I think maybe nine of us met up to catch a screening of America’s Sweethearts, the sort of coordinated group effort you just don’t see after the days of campus ministry gatherings. Afterward the whole lot of us met up in Richmond’s Meadow Park to enjoy the summer weather and continued conversation. I kept looking for an opportunity to speak privately to Valerie so I could share my feelings but there was a hitch: her sister Elizabeth, 16 at the time, had travelled with her to Richmond. And she talked. A lot. Almost endlessly.
Eventually we walked back toward the block where many of our group lived and my friend Jake (one of the best men at our wedding) seized the moment on my behalf and pulled Elizabeth into conversation so Valerie and I could speak one-on-one.
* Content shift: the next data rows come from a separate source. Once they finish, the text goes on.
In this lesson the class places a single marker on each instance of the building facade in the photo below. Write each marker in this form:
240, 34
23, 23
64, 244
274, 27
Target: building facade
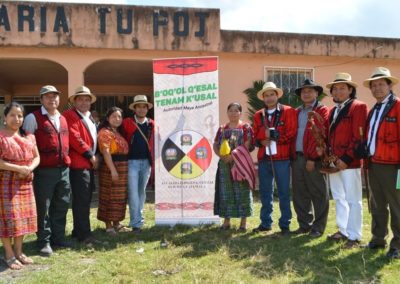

On North Morris, right beside the corral of apartment building trash cans, I glanced sideways at Valerie and muttered, “I like you.”
“I like you, too,” she said.
“Cool.”
I sheepishly asked if I could hold her hand and, after she assented, we walked on to sit and chatter in the shadow of Captain Q-tip (the now-removed Confederate artillery monument by VCU’s performing arts building) the way new lovebirds do.
The early days of our relationship were pretty corny, but they kept going. I learned to shut up and be okay with silence, and Valerie learned to open up and tell me what’s on her mind. She taught me most of what I know about art and I introduced her to some of New Jersey’s finer pleasures.
It’s remarkable enough that our marriage has lasted nearly 17 years (not bragging—marriage is hard!), but it’s also wild to me that Valerie stuck around for the 2.25 years that we dated. People change so much between the ages of 19 and 22 that it’s a wonder she still liked the person I was by the time we stood together at the altar.
And here we are twenty years later, aging together with our growing children. We weathered growth into adulthood together. I like to think that our time dating prepared us to face (and sometimes even welcome) the changes in each other for years after. I still like her. She still likes me. And I still think that’s cool.